Here another level of Barnes’s art becomes clear. Not only has he been telling this story while seamlessly inserting self-reflexive comments on creation, but he has been doing so for a reason beyond simple playfulness. “The author in his book must be like God in his universe,” he quotes, “always present, but never visible.” And so Barns has been, truly parroting Flaubert, but his workings are everywhere. Barns created the form out of the content in this novel so well, that the reflexivity of the voice reflects not only on art, but on this piece of art, on Braithwaite’s psychological narrative, so that every progression, regression, digression, and transgression inform every other, bringing up the deepest questions of art while seamlessly producing it.
“He wanted to believe that happiness was impossible,” Barnes has Braithwaite say of Flaubert as Flaubert’s mistress, so Braithwaite says that this is what others would think of Flaubert, and it is also what we think of Braithwaite. By blurring the lines Barnes has drawn them doubly bold.

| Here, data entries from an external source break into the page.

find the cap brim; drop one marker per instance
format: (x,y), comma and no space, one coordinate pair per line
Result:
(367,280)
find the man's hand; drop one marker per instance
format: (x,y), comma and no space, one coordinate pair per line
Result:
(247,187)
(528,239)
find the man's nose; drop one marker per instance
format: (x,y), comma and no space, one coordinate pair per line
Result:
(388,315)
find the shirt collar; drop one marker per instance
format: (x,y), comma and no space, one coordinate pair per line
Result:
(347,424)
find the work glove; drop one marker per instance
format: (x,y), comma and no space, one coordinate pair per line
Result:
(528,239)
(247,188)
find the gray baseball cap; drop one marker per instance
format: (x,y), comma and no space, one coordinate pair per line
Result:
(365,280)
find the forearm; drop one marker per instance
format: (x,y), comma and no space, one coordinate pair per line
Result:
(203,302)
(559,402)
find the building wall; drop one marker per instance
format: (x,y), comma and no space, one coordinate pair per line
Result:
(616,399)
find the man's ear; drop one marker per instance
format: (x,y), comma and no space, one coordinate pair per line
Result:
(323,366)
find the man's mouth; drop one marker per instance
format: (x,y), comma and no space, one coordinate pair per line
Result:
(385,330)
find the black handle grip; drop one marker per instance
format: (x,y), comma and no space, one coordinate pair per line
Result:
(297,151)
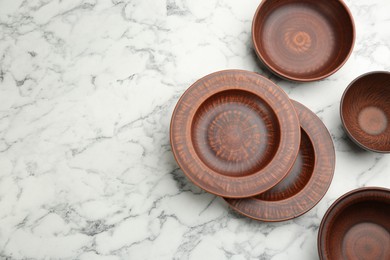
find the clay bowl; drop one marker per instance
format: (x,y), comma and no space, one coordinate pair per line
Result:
(365,111)
(357,226)
(305,184)
(235,133)
(303,40)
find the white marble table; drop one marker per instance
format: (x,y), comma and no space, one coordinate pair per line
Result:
(87,89)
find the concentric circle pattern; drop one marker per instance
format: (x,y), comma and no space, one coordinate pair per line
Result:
(365,111)
(357,226)
(235,133)
(303,40)
(305,184)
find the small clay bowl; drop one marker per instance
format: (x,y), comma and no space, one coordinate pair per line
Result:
(365,111)
(235,133)
(303,40)
(357,226)
(305,184)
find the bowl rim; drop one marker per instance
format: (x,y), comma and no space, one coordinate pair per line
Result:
(311,126)
(348,132)
(334,205)
(297,79)
(295,132)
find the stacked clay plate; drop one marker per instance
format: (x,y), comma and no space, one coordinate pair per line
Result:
(238,135)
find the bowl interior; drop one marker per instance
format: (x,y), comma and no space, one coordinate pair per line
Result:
(298,177)
(303,39)
(365,111)
(360,229)
(235,133)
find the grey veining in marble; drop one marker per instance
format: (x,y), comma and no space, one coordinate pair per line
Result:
(87,88)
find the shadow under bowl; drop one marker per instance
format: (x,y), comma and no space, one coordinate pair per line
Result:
(303,40)
(365,111)
(357,226)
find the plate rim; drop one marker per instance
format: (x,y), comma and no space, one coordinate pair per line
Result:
(259,86)
(312,126)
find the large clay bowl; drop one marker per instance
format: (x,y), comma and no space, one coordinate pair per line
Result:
(305,184)
(365,111)
(303,40)
(357,226)
(235,133)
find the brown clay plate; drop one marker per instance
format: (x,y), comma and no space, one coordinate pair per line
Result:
(365,111)
(357,226)
(235,133)
(303,40)
(305,184)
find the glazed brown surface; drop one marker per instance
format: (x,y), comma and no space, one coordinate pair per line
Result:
(303,40)
(305,184)
(365,111)
(357,226)
(235,133)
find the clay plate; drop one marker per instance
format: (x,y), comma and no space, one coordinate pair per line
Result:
(303,40)
(357,226)
(235,133)
(365,111)
(305,184)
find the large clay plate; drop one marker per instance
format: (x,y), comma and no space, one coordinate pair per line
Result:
(305,184)
(235,133)
(303,40)
(357,226)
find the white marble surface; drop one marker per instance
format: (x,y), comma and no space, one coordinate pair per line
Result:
(87,89)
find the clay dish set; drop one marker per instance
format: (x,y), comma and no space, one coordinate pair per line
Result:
(357,226)
(238,135)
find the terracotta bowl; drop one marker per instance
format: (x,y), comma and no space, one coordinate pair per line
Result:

Yet, one could argue, Braithwaite still writes the Flaubert dictionary, his final attempt to categorize, to give define boundaries to facts and the emotions tied to them. But the dictionary is full of questions, “Which of them said that?…which needs the other more?” etc., and ends with the statement of art, not dictionaries, “Discuss without concluding.”
Then, in the following chapter, when discussing his wife’s suicide, he rebukes the idea that categorization leads to real knowledge, recalling a hail storm that wrecked and his wife and his garden thus, “Applaud the stones that break the glass. People understand a little too quickly the function of the sun. The function of the sun is not to help the cabbages along.” That is a homocentric idea of the purpose of the sun, but the sun is actually part of a higher order.
This idea is taken further in the next chapter, which is surfacely an examination. Two quotes follow thus, Flaubert’s defence of literature to his father: “You know nothing of what the spleen is for, except that it is indispensable to our bodily organism as poetry is to our mental organism;” followed by a modern medical explanation of what the spleen does to support the body. Does this refute the importance of art? the reader is forced to ask. The answer is no, because the spleen is still indispensable. Even if, one day, the mystery of art is solved, people will continue to create, people will continue to tell stories, because that is indispensable to human existence.
And so the last line of the book reads, “Perhaps it was one of them,” referring to the closet full of parrots. Perhaps: a tricky word. Perhaps read flippantly would have you see the narrator at the end of his search, given up, leading you to believe that even if the correct answer were available, it can never be found, and is thus not worth looking for. Perhaps read optimistically would have you see the narrator as hopeful of finding joy in further searching, even if he finds nothing, as the book has proven by searching for truth in vain, while teaching us all the while.